Video here:
Today I'll be taking a look at Twitter's code to determine whether there's any heresy present or if the Machine God is pleased with it.
“author_is_elon”
My take is summarized in the meme:
Having something like "author_is_elon" is likely a consequence of some poor employee being afraid of losing their job. If they change the algorithm wrongly, it could result in a negative effect on Elon's engagement. This forces algorithm changes to always increase Elon’s engagement, which may not be in the best interest of Twitter or even Elon in the future. Thus, Twitter removed this feature, and I believe it's a good move. I don't think this was an act of the foul play of any kind.
Taking a quick look at this file again, it appears to be related to home tweet type predicates, likely used for debugging or A/B testing purposes. I would remove anything related to U.S. political orientation, but otherwise, the file seems ok.
Page Rank Negative Factors
If I take a look at the algorithm blog, I can see that the real graph used is earlier in the pipeline. The page rank algorithm is downstream from the real graph, as stated in the real graph paper. The fact that they only keep unfollows in the past 90 days due to a large amount of data and to prevent permanent shadow banning in case of accidental unfollows is good.
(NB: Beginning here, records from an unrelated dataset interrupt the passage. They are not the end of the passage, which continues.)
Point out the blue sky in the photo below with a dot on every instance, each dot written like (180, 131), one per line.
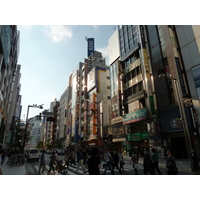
(48, 54)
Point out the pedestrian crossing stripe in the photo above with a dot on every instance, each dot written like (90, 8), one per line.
(72, 170)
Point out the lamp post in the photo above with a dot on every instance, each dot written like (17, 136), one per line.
(27, 121)
(183, 120)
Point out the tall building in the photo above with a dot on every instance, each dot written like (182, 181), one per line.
(168, 54)
(64, 106)
(35, 133)
(138, 107)
(9, 81)
(188, 39)
(118, 137)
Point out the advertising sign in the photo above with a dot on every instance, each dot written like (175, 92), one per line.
(137, 136)
(91, 79)
(5, 37)
(135, 116)
(90, 47)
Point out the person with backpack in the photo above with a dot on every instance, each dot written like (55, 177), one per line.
(107, 157)
(52, 163)
(115, 163)
(135, 159)
(154, 160)
(171, 168)
(79, 160)
(147, 162)
(1, 173)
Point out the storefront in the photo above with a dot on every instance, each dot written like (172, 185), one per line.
(137, 137)
(137, 142)
(118, 134)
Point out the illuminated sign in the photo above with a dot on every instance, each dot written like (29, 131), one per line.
(90, 47)
(135, 116)
(137, 136)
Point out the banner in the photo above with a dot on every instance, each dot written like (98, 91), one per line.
(90, 47)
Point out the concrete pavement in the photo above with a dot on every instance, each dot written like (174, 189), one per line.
(15, 169)
(182, 164)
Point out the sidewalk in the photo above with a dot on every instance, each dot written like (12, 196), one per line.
(183, 165)
(14, 169)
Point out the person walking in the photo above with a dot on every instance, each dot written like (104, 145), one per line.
(107, 157)
(115, 163)
(154, 160)
(171, 168)
(42, 162)
(147, 163)
(134, 160)
(79, 160)
(66, 159)
(52, 163)
(121, 161)
(195, 166)
(73, 157)
(93, 163)
(1, 173)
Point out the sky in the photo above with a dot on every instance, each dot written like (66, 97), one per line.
(48, 55)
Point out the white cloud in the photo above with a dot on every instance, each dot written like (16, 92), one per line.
(58, 33)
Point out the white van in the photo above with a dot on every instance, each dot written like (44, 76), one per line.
(32, 154)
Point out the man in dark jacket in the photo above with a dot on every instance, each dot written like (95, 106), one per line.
(147, 162)
(115, 162)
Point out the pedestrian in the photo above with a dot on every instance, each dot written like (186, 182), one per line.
(85, 156)
(93, 163)
(147, 162)
(115, 163)
(107, 157)
(134, 160)
(171, 168)
(121, 161)
(42, 162)
(154, 160)
(52, 163)
(73, 157)
(1, 173)
(66, 159)
(195, 166)
(79, 160)
(2, 156)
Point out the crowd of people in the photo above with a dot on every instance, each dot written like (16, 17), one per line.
(90, 160)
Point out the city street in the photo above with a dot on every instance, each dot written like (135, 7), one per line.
(32, 168)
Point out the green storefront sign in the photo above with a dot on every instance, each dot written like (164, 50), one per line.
(137, 136)
(135, 116)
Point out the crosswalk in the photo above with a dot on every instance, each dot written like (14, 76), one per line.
(128, 169)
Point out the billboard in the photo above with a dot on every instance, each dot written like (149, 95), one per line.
(5, 37)
(90, 47)
(91, 79)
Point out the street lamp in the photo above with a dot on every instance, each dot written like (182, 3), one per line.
(183, 120)
(27, 121)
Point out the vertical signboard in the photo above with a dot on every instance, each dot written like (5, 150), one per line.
(5, 37)
(90, 47)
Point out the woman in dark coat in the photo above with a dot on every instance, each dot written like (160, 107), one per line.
(195, 166)
(93, 163)
(171, 168)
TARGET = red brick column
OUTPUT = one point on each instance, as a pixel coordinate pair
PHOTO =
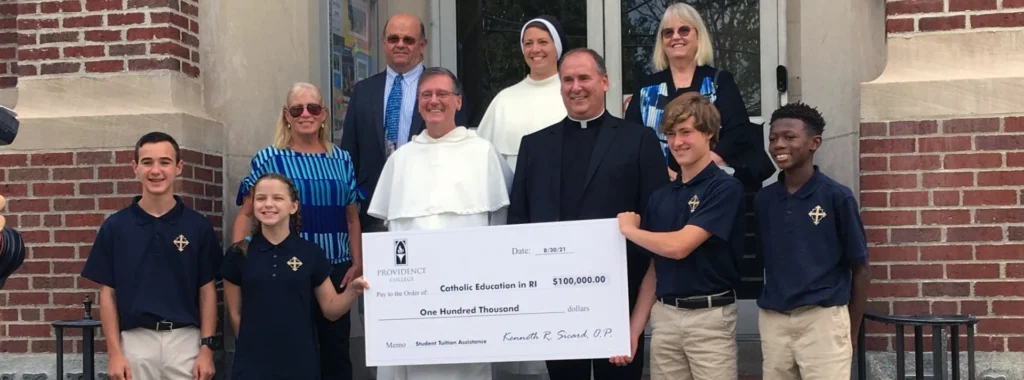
(913, 16)
(108, 36)
(57, 201)
(58, 197)
(942, 203)
(942, 197)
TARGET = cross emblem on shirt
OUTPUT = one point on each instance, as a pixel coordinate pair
(294, 263)
(181, 242)
(817, 214)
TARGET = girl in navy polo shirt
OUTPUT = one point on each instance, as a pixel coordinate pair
(269, 285)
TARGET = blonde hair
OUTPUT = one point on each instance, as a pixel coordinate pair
(283, 135)
(686, 13)
(692, 104)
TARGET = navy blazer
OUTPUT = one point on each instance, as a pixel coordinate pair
(363, 134)
(627, 166)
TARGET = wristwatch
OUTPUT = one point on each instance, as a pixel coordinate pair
(209, 342)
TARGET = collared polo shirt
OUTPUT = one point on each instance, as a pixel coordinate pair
(714, 201)
(811, 240)
(156, 264)
(276, 336)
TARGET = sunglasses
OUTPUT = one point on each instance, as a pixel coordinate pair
(682, 31)
(393, 40)
(296, 111)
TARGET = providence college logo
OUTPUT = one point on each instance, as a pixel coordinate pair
(400, 257)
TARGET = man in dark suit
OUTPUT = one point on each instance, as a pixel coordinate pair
(382, 114)
(590, 166)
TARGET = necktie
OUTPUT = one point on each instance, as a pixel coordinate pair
(392, 114)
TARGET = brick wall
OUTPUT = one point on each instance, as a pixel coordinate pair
(8, 43)
(57, 201)
(941, 202)
(108, 36)
(911, 16)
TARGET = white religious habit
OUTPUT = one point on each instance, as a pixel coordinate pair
(458, 180)
(520, 110)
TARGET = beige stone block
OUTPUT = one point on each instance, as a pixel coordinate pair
(116, 131)
(952, 75)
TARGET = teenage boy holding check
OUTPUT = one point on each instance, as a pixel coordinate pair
(816, 273)
(694, 228)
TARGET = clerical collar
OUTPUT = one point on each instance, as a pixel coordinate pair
(595, 120)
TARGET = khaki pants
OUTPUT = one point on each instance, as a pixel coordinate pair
(161, 354)
(809, 343)
(698, 344)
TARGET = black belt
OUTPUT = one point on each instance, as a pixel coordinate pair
(696, 302)
(163, 325)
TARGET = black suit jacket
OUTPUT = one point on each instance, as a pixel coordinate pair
(363, 134)
(626, 167)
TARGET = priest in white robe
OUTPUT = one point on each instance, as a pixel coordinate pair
(445, 177)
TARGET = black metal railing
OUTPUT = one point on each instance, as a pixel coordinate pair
(88, 326)
(938, 325)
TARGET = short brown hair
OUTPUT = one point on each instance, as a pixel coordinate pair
(706, 116)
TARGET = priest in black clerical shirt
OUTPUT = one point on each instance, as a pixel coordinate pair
(591, 165)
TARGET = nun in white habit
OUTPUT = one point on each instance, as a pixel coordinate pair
(535, 102)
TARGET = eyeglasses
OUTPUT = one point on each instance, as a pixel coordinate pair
(296, 111)
(682, 31)
(441, 94)
(393, 40)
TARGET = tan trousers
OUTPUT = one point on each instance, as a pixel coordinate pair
(161, 354)
(697, 344)
(809, 343)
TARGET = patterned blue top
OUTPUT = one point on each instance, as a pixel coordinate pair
(654, 97)
(326, 185)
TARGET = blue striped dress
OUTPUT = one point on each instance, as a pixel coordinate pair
(326, 185)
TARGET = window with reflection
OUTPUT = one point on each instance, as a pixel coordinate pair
(353, 44)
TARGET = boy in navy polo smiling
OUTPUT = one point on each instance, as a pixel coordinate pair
(816, 273)
(156, 261)
(694, 228)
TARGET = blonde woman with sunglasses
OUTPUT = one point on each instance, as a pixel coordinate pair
(325, 178)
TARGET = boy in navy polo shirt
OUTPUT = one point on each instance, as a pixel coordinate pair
(156, 261)
(816, 273)
(694, 228)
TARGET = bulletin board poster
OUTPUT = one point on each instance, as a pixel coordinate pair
(352, 40)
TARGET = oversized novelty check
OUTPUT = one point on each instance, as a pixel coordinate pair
(509, 293)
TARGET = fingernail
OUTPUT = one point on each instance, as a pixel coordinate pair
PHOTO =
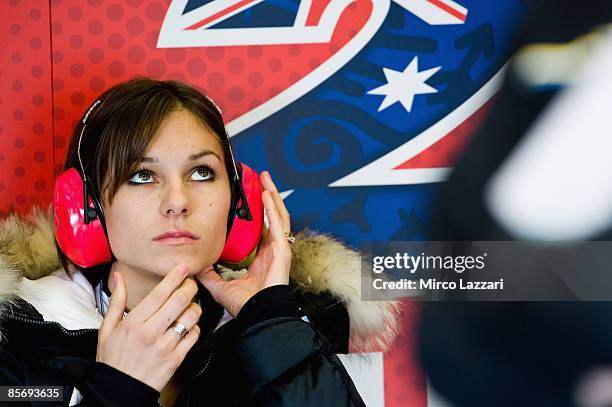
(183, 270)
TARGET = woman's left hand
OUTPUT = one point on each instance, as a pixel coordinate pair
(271, 264)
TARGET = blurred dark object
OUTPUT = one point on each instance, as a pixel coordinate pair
(512, 354)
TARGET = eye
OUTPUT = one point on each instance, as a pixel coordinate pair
(202, 174)
(141, 177)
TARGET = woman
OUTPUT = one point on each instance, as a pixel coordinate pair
(160, 163)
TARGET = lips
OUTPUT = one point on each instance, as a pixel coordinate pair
(177, 234)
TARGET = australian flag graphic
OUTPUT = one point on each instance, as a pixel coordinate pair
(357, 107)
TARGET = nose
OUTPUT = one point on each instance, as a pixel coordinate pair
(176, 200)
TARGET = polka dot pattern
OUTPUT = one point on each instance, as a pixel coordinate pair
(26, 159)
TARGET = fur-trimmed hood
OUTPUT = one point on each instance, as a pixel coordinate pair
(319, 264)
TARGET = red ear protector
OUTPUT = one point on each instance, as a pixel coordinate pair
(80, 229)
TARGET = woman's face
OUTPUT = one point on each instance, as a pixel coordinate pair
(180, 189)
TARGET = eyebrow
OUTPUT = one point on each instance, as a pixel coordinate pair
(192, 157)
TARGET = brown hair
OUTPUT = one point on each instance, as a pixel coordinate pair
(119, 130)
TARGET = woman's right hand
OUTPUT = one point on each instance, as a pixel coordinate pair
(144, 344)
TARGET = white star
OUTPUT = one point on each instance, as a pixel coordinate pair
(403, 86)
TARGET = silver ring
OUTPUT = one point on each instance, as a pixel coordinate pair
(289, 236)
(180, 329)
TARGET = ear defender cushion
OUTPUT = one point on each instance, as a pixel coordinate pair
(85, 245)
(245, 235)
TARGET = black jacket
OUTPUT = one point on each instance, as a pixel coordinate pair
(275, 353)
(266, 360)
Some people have pointed to this file as evidence that an account can be destroyed using spam or abuse reports. While I'm not sure if that's true if the page rank and personalization algorithms have been implemented correctly, this shouldn't be an issue. Page rank is designed to prioritize highly active users, and if personalization is working correctly, it should only matter if people in your network are blocking or spam-reporting you. The algorithm takes into account people who you follow, people who follow those people, and those with a high rank within your community. If Bots are blocking you, their page rank will be low, so it won't affect your ranking. However, this is all based on the assumption that the algorithms have been implemented correctly, which I can't confirm without reviewing the rest of the code.
There is also still the problem mentioned in the previous part if Twitter is capable of avoiding polluting their training data with their real graph training.
Polluting the training data means that effectively what could be happening is that there's a ranking system on Day 1 and Day 2, and every interaction is really driven by this ranking system. Then they train a new ranking system on Day 3 to predict interactions of the first ranking system from Day 1-2. This creates a self-referential problem, which can be solved by asking the right questions and framing the problem in the right conditional probabilities. However, Twitter doesn't talk about this at all, and it's unclear if they don't understand the issue or have already solved it. This problem can make a lot of the machine learning compute they're using useless or wasted. Assuming that everything is working correctly is a big assumption given a lot of these upstream philosophical problems.
Page rank adjustment
This adjustment reduces the page rank of users who have a low number of followers and a high number of followings (above 2500). It seems that users who have a higher ratio of friends to followers will be bumped down by some factor between 1 and 50.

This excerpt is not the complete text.